Analogous to the role of our parents and teachers, training data annotation drives the learning process toward competent action. Annotation is the crucial link between the ML system and its operational world, and accurate and complete annotation is the only way an ML system can learn to perform well.
So, learning encodings can be considered a collaborative process between humans and machines: humans provide system design and annotated training data, and ML systems create ‘knowledge’ in the form of optimized parameter sets.
The relative contribution of humans and machines to learning encodings depends on the ML architecture. Some architectures require a relatively limited contribution from humans to build, train, and operate. Other architectures require more. Let’s discuss three examples.
Dense Architectures
One way to design an ML system is to use layers of fully connected units. The dense arrays of parameters used by these systems represent a ‘blank slate’ that can be trained to implement nearly any required layer-to-layer encodings. This makes them widely useful, because the architecture is not tailored to a particular application.
The human contributions to learning encodings with this architecture are relatively limited. The architecture itself can be simply specified in terms of numbers of units and layers. While sufficient quantities of accurately labeled training data are essential, the annotation process tends to involve only simple labeling, since the network can accept the input data in essentially any form.
The limited human knowledge contribution for this architecture puts a greater burden on Machine Learning. For example, if the input data is raw pixels, the ML system will have to learn for itself the layer encodings that reflect important features such as edges, lines, and shapes. This leads to a requirement for large amounts of training data, that grows rapidly as the complexity of the ML task increases. In some applications, this architecture may require too many parameters and too much training data to allow it to be trained within practically available time and computing resources.
Structured Architectures
Dense architectures make essentially no assumptions about the operational domain. This makes these systems broadly applicable, but it limits the complexity of the tasks they can handle.

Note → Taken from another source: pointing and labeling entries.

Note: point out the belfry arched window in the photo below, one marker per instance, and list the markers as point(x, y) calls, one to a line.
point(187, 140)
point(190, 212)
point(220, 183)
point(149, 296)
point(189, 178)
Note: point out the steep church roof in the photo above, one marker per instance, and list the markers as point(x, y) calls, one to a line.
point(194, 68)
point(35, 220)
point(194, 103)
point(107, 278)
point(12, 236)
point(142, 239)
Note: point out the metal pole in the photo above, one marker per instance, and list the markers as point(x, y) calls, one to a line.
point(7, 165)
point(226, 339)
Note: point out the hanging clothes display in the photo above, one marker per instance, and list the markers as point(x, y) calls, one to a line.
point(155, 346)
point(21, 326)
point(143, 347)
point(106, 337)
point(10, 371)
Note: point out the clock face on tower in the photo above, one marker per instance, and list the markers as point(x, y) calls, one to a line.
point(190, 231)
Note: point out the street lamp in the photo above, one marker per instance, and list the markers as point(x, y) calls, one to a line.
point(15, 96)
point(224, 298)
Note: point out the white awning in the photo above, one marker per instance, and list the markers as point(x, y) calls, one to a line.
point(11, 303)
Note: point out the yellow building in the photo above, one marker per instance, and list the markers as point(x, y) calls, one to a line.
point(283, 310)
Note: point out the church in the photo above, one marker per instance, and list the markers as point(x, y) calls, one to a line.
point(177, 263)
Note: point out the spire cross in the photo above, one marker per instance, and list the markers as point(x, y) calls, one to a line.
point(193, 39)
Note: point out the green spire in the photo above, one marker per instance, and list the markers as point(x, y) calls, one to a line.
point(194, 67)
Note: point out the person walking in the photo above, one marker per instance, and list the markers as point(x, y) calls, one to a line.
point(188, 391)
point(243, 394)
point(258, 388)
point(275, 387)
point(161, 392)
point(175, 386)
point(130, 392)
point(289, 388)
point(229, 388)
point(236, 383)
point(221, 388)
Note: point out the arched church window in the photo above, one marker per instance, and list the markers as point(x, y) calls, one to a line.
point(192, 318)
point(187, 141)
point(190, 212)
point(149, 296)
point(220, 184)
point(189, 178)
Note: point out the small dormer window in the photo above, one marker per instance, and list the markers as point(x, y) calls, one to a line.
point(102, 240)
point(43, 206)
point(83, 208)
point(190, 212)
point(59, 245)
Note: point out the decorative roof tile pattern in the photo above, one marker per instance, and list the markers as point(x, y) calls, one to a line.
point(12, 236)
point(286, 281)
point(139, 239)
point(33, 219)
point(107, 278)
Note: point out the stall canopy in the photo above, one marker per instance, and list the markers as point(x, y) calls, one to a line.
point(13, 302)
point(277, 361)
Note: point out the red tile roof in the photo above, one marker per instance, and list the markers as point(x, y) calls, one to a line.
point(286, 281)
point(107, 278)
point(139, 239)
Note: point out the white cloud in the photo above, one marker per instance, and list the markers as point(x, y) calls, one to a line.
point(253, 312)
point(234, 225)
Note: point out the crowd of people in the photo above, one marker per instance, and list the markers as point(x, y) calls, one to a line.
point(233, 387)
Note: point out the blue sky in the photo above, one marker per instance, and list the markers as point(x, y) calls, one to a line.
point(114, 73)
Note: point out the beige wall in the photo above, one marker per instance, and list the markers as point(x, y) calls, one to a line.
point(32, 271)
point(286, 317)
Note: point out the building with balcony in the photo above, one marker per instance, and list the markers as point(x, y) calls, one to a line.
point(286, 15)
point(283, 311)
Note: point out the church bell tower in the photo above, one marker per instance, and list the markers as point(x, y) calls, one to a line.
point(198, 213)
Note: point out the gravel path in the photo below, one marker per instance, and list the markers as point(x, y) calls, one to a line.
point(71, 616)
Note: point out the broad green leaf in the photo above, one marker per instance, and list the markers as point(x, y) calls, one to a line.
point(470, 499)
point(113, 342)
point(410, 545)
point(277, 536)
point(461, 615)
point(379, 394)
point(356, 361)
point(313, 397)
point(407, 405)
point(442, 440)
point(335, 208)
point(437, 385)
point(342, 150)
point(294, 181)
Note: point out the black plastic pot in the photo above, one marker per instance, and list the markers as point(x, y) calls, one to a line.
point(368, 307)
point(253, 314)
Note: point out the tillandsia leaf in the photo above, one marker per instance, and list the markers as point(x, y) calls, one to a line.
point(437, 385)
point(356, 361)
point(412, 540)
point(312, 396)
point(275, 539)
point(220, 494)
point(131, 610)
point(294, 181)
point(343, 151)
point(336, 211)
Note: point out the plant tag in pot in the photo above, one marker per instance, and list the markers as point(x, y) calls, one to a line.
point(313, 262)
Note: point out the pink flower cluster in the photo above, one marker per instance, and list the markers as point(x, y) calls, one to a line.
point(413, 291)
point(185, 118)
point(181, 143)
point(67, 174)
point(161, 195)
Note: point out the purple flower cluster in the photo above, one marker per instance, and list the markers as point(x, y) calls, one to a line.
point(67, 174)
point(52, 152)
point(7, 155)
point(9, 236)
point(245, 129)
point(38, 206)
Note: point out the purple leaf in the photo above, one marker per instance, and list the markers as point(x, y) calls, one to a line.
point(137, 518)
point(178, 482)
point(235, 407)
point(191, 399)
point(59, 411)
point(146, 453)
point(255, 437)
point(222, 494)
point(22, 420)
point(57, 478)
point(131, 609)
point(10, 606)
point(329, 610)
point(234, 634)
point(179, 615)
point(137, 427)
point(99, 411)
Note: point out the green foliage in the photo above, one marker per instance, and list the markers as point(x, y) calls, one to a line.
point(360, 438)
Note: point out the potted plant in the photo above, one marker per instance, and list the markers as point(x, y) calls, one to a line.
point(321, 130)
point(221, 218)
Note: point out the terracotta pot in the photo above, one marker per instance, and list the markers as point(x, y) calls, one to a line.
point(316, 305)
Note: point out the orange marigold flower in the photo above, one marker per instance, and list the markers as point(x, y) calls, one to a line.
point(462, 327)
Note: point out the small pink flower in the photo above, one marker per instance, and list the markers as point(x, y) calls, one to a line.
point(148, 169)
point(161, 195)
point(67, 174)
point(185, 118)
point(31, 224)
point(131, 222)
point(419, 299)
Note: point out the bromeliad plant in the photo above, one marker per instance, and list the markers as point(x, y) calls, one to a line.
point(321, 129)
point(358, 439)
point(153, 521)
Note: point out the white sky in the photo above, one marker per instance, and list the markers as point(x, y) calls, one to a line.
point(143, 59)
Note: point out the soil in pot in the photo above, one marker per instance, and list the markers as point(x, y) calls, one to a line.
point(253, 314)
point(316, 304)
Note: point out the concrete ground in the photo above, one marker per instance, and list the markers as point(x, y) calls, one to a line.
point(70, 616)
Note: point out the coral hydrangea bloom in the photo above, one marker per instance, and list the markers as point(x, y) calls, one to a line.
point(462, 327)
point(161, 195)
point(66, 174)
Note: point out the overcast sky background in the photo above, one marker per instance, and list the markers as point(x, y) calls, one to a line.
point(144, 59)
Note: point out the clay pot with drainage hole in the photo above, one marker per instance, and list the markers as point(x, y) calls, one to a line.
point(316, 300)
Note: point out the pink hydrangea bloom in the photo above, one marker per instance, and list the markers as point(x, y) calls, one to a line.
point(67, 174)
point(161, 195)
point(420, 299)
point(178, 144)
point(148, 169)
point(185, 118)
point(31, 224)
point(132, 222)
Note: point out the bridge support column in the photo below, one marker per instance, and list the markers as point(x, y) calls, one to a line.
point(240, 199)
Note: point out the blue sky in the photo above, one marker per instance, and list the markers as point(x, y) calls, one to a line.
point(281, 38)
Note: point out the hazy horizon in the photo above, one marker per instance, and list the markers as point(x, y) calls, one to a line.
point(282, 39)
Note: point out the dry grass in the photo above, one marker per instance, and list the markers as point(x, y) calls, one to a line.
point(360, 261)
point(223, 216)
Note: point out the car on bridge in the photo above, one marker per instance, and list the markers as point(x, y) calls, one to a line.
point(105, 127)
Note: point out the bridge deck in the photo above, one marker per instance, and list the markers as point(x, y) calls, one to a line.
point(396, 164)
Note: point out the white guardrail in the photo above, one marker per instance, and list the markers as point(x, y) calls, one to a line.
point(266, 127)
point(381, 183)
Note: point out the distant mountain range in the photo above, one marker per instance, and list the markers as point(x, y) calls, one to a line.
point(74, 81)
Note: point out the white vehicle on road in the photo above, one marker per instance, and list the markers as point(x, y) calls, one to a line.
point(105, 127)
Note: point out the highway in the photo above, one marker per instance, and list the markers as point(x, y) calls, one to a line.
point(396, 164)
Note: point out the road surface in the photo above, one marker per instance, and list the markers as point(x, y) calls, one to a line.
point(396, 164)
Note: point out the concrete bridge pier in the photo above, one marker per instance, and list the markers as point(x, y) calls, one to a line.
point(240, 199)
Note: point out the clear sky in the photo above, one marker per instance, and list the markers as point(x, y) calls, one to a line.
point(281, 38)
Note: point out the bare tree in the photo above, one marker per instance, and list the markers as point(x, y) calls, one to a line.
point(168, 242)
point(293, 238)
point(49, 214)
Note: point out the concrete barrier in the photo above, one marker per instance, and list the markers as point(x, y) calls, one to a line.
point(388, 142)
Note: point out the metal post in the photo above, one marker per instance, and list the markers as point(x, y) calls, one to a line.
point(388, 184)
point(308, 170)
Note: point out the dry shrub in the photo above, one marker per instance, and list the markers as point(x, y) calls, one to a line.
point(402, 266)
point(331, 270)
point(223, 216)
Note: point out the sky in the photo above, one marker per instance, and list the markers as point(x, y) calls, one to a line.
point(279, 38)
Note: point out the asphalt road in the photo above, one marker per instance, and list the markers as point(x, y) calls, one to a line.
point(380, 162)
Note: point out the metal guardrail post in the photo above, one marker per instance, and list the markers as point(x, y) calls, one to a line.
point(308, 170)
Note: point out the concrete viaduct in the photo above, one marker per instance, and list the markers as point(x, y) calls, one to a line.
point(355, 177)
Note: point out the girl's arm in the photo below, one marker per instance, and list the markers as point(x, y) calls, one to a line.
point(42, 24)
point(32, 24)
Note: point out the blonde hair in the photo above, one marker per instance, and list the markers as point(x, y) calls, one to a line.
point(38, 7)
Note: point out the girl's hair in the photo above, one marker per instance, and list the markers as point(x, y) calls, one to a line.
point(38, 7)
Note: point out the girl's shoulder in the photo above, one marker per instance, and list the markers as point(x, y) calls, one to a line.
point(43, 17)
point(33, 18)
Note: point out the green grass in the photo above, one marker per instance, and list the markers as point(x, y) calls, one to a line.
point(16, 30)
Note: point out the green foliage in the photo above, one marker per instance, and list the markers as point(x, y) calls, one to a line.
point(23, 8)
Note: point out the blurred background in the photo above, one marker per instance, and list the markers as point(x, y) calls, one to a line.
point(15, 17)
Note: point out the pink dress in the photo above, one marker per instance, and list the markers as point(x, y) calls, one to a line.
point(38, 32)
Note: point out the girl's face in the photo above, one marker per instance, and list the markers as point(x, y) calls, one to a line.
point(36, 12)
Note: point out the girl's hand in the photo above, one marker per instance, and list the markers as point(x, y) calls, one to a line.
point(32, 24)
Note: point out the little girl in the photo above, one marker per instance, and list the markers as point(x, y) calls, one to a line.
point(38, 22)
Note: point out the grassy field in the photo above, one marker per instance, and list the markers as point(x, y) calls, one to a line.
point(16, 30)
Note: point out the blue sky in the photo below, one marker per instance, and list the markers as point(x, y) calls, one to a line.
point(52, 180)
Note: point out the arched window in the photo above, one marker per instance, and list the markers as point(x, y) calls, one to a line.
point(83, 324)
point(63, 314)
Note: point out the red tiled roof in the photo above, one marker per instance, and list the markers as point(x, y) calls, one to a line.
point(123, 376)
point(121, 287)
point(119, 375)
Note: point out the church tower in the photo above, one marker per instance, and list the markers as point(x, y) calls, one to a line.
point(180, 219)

More structured ML architectures are tailored to particular applications. These systems can give an ML system a head start, reducing what it needs to learn from training data. This allows the systems to scale and perform better.
Sequence models used for Natural Language Processing (NLP) is an example of a more structured ML architecture. These systems are designed to encode how patterns of words in an input relate to patterns of words in the output. For example, the input might be a sentence written in French and the output a translation of that sentence into English:
In this example the ML system learns to encode the French sentence to produce an internal encoding. It then learns to decode the sentence into the appropriate English sentence. In order to learn effective encoding and decoding, the ML system is specifically structured to take into account word patterns in long sequences, and to map patterns in one language to patterns in another language. The diagram shows that in this architecture, input word sequences are continuously translated to output sequences, using previously translated words to help with the translation.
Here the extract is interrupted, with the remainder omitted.